Turkey and Saudi Arabia could launch a ground operation against Islamic State (IS) jihadists in Syria, while Riyadh is also sending war planes to a Turkish base to fight the extremists, the Turkish foreign minister said today.
“If there is a strategy (against IS) then Turkey and Saudi Arabia could enter into a ground operation,” Foreign Minister Mevlut Cavusoglu was quoted as saying by the Yeni Safak and Haberturk newspapers after taking part in the Munich Security Conference.

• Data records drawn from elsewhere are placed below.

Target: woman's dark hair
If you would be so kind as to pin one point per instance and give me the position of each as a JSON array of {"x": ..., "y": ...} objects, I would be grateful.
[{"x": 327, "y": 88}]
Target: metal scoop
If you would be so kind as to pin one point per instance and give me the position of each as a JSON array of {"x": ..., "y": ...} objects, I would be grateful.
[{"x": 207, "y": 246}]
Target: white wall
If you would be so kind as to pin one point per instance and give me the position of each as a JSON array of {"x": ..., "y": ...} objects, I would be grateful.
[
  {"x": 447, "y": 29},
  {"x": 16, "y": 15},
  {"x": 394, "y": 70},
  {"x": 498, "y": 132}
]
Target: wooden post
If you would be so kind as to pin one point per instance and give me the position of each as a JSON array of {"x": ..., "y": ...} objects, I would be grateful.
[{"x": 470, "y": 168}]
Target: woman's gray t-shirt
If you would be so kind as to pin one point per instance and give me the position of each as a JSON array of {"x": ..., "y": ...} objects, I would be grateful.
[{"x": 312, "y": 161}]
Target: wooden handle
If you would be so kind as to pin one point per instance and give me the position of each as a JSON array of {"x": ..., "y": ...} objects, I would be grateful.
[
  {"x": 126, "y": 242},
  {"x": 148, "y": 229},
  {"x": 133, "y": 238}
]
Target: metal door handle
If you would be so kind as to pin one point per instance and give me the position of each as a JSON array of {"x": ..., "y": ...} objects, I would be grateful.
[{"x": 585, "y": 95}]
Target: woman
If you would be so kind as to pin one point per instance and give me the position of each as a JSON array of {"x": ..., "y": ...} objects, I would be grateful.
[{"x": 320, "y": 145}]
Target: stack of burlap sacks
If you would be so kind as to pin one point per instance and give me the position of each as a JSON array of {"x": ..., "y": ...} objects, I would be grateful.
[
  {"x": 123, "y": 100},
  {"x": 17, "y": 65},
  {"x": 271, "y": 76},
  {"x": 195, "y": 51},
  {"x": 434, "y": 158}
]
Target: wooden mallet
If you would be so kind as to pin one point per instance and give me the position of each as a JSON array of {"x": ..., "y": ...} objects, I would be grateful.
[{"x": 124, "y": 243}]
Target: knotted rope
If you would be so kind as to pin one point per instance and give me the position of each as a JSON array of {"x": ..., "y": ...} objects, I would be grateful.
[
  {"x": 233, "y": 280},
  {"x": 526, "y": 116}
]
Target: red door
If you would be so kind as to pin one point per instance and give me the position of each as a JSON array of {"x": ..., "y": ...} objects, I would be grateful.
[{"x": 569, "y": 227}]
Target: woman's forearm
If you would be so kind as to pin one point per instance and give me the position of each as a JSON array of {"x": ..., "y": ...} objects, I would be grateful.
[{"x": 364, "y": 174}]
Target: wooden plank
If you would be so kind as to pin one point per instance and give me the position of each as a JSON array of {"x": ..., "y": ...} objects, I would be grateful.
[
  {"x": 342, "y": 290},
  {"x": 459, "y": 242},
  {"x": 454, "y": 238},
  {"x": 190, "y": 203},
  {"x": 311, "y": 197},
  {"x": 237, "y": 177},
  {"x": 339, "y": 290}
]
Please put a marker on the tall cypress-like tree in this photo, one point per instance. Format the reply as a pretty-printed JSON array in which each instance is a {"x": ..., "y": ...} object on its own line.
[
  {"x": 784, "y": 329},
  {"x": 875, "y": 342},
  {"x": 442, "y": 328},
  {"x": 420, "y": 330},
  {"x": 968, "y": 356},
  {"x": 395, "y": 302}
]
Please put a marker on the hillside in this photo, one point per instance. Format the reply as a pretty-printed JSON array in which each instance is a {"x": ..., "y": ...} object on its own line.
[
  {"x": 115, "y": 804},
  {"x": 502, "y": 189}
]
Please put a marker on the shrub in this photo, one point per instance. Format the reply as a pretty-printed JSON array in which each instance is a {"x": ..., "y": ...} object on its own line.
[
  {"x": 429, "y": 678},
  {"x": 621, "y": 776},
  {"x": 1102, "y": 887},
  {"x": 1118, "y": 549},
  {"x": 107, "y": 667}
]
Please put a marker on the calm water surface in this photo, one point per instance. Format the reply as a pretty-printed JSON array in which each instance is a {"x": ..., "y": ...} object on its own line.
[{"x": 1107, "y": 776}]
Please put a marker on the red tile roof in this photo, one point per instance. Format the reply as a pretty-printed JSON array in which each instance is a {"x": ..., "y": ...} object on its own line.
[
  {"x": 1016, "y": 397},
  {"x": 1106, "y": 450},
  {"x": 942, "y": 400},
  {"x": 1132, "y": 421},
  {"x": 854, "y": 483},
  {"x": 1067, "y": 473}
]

“Some say ‘Turkey is reluctant to take part in the fight against Daesh (IS)’. But it is Turkey that is making the most concrete proposals,” he said.
Cavusoglu added that Saudi Arabia, which has become an increasingly close ally of Turkey in recent months, is also sending planes to the Turkish base of Incirlik to fight IS.
“They (Saudi officials) came, did a reconnaissance of the base. At the moment it is not clear how many planes will come,” Cavusoglu said.
Incirlik is a key hub for US-led coalition operations against IS, with planes from Britain, France and the United States carrying out raids inside Syria from the base.
“They (Saudi Arabia) said ‘If necessary we can also send troops’. Saudi Arabia is showing great determination in the fight against terror in Syria,” said the Turkish minister.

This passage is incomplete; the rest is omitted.